The association between the FYN gene and NAFLD has been investigated in a study [27]. Fyn kinase may influence intestinal epithelial permeability, a critical factor implicated in the development of NAFLD. When this barrier is compromised, it allows more bacterial endotoxins to enter, which can lead to liver inflammation and the onset of steatohepatitis [29].

The HNRNPU gene encodes a multifunctional protein that plays a vital role in RNA binding, gene transcription regulation, chromatin organization, and the cellular response to DNA damage [30, 31]. This protein is crucial for maintaining cellular functions, and its dysregulation is associated with various diseases, including cancer and diabetes [32, 33]. HNRNPU, along with related heterogeneous nuclear ribonucleoproteins (hnRNPs), significantly modulates gene expression related to insulin regulation, oxidative stress, and kidney function, which are particularly relevant in the context of diabetes [34]. These proteins contribute to protective effects against common diabetes complications, such as hypertension and kidney injury, positioning them as potential therapeutic targets for managing diabetic conditions.

Even though the connection between the HNRNPU gene and NAFLD hasn’t been extensively researched, studies on hnRNPs in liver diseases, including NAFLD, provide important insights. A research examining gene expression in liver tissues has identified differential expression of several genes, including those encoding hnRNPs, among patients with NAFLD [35]. These findings suggest a potential role for hnRNPs in the pathogenesis of NAFLD.

The FUBP1 gene encodes Far Upstream Element-Binding Protein 1 (Fubp1) [36], which is instrumental in regulating gene expression, particularly that of the c-Myc oncogene [37]. This protein plays critical roles in various cellular processes, including cell proliferation, apoptosis, and differentiation [36]. Notably, FUBP1 upregulates hexokinase genes (HK1 and HK2), which are key enzymes in the glycolysis pathway.
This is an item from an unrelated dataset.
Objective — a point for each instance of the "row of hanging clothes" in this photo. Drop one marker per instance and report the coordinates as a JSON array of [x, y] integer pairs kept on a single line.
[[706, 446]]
Glycolysis is essential for glucose metabolism, making its regulation directly relevant to diabetes, as disruptions in these pathways can lead to insulin resistance and glucose homeostasis issues [38].

The regulation of the c-Myc oncogene by FUBP1 is important in the context of liver diseases. Dysregulation of these processes can contribute to NAFLD, by affecting liver cell turnover and survival [39]. While direct evidence linking FUBP1 to diabetes and NAFLD is not well-established, its roles in gene regulation, metabolism, and cell survival suggest it could indirectly influence the development and progression of these conditions.

This study was preliminary and had several limitations. Further experimental studies are warranted to explore the specific roles and regulatory mechanisms of these genes and their pathways in T2D and NAFLD pathogenesis.

Conclusion

This study provides valuable insights into the molecular mechanisms underlying the development of T2D and NAFLD. The identified hub genes and pathways present promising prospects as therapeutic targets to address these prevalent metabolic disorders.